While in junior high, I developed obsessive compulsive disorder (OCD), which manifested itself partially as an obsession with religion, in particular my mother's Catholicism. No one in my family or inner circle ever pushed me into religion, and I kept this as much to myself as possible. Only one priest, and my mother, seemed to notice the emerging obsession. I began to sneak off to daily Mass, and would spend every waking moment on Saturdays preparing to confess my sins on Saturday night, so that I could continue to take the sacraments on a daily basis. Throughout my entire youth, including my six years in junior high and high school, I never missed Sunday Mass or all the holy days of obligation. I lived in a secret world completely controlled by an internal mechanism of pointing out weaknesses in my character, and even in my perceptions. Always vigilant for purity and perfection, I began to make up sins that were quite bizarre. My priest tried to tell me in confession that what I was describing to him each week were not sins at all, and even though I knew they really weren't sins, I would mutate them into destructive ideations so that they became “sins.”

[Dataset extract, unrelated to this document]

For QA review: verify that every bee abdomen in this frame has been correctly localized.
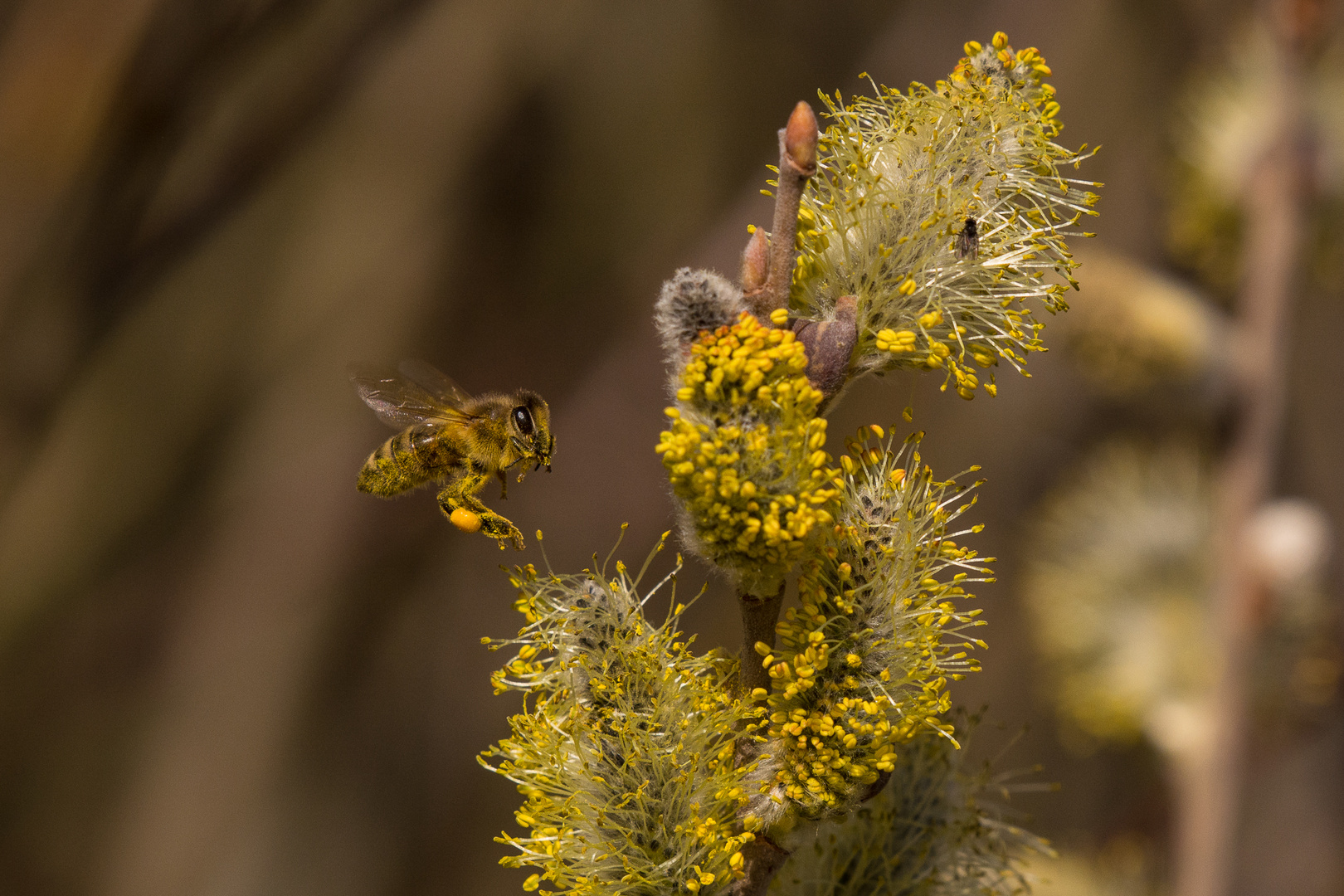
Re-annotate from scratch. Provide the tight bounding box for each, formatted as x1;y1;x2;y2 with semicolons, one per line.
359;427;440;499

It's not unusual for OCD sufferers to put a moral spin on their obsessions. One of my more bizarre drives was to pay as much attention to the left side of my personal space, extending outward to infinity, as to my right side. I would keep count of this internal space orientation, and at the end of each ten to twenty seconds of such internal dialogue, I would realize that I had spent one more second attending to one side than the other. That became a mortal sin. But then I would decide that thinking
incorrectly like this would be another mortal sin on top of the first. At twelve years old, I could sit alone on a park bench, not moving, and commit forty mortal sins, each worthy of eternal damnation, in a one-hour period. This would continue for hours and days and dominated my inner life for two entire years. Generally I could hide the angst generated by this florid, obsessive-compulsive world, but it was eating me up, to be sure. At the same time, I was experiencing spontaneous moments of dread and doom lasting up to half an hour. These then became associated with an ongoing religious or, more correctly, spiritual crisis, that lasted for years. All of this occurred in the complete absence of any external pressure from family, friends, or church personnel. If anything, they tried to get me to chill out.

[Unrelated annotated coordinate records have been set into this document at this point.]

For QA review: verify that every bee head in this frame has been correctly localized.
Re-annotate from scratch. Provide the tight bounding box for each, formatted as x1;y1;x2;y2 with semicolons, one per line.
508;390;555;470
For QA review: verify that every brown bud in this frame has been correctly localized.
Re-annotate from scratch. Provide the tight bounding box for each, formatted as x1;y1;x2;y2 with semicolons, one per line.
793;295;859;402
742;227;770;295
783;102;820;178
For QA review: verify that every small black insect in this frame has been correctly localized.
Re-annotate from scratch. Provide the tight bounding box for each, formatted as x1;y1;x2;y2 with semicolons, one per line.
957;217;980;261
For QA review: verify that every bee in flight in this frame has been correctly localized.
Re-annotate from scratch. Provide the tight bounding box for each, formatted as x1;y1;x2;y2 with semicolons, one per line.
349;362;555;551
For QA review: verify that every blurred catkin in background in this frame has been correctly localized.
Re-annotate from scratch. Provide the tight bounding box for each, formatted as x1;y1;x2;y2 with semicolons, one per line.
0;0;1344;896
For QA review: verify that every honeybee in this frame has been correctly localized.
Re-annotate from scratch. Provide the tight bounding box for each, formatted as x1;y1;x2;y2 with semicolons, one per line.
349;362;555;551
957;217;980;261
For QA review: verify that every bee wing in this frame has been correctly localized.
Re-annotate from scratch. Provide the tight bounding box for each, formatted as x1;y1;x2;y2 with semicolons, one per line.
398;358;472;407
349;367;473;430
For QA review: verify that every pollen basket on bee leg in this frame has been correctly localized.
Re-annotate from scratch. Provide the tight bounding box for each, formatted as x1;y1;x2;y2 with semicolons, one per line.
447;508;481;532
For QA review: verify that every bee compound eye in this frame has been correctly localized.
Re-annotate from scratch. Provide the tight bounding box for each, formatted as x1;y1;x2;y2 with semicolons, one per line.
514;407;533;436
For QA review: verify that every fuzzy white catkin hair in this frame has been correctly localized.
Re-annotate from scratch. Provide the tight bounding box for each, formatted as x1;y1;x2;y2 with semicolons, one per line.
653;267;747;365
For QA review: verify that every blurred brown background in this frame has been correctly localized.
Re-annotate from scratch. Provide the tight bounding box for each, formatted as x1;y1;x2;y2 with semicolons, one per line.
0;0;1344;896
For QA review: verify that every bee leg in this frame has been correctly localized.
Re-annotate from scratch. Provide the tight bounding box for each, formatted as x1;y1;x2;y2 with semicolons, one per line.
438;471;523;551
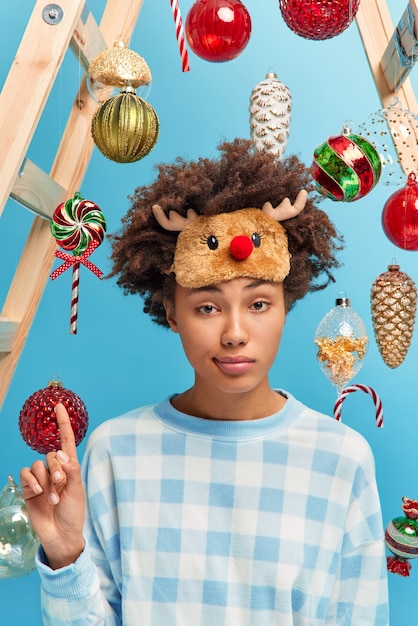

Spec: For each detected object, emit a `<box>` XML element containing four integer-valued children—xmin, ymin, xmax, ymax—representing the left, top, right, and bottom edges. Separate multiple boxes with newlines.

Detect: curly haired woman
<box><xmin>21</xmin><ymin>139</ymin><xmax>388</xmax><ymax>626</ymax></box>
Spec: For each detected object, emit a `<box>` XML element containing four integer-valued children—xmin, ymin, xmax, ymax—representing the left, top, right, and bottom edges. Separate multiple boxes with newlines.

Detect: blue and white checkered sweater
<box><xmin>38</xmin><ymin>392</ymin><xmax>388</xmax><ymax>626</ymax></box>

Aside from my attention to symmetry, I also had to wash my hands repeatedly. And walking to the school bus, I would waver thirty feet in each direction picking up litter, leaving a swath of cleanliness behind me. Everything became a moral issue. I had to be perfect, and I had to have good intentions about everything. If I did something good but it wasn't from the heart, I would start thinking that it was immoral. I knew it was crazy, but I couldn't put an end to it. Eventually I stopped telling people because they said it was insane. I couldn't even imagine stealing or breaking rules. I refused to have sex as a teenager, even when I was dating Diane, the woman who would become my wife, because I saw it as immoral. After several years she finally said enough is enough.

Years later, when I was in my sixties, my mother told me a story she remembers about my OCD. It was the summer of 1961.

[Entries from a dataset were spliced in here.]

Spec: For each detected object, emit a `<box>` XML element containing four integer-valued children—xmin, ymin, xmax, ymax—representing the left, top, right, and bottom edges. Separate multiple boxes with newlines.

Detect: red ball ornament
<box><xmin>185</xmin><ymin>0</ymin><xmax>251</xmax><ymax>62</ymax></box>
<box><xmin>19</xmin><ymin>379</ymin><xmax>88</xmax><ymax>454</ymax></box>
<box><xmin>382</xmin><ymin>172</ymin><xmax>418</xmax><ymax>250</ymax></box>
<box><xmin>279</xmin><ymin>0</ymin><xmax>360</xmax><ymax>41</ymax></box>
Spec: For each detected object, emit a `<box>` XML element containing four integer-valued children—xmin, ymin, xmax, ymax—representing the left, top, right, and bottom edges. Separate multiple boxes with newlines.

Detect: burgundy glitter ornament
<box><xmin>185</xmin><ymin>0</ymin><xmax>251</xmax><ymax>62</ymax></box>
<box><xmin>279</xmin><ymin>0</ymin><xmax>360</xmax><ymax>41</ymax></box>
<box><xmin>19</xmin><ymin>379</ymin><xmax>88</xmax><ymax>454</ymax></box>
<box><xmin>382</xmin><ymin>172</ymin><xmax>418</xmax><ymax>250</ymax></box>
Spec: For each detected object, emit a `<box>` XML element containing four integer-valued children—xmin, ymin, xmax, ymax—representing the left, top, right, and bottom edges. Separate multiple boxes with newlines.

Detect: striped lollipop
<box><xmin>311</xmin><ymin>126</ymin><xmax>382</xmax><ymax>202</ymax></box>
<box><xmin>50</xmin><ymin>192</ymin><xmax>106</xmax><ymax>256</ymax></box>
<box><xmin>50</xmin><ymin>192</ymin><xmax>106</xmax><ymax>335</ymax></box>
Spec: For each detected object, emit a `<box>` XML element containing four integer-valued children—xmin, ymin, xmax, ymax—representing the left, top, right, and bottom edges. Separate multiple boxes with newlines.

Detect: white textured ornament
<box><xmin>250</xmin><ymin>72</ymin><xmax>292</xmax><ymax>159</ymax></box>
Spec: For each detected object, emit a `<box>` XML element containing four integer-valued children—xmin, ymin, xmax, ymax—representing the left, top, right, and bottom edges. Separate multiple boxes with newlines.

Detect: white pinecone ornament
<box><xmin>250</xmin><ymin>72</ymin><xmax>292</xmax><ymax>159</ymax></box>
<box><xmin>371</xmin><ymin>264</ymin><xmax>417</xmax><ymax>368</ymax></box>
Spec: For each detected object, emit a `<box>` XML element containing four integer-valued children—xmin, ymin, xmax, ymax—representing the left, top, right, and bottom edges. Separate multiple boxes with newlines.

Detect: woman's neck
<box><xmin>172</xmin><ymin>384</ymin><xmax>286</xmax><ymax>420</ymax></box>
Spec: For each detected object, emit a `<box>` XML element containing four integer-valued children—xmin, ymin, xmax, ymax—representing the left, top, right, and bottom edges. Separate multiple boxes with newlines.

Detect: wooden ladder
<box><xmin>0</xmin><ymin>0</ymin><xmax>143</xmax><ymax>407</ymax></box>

I was thirteen years old and had been very social all my life. But suddenly, with no apparent trigger, I closed off and crawled into my own little world. I had nothing to do, but the guy next door had a beat-up old boat sitting in his yard. I looked at that and said maybe if I fix it up I could use it to go fishing. I retreated to work on the boat every day, sometimes for up to fourteen hours. I didn't talk to many people and I sank into a mood.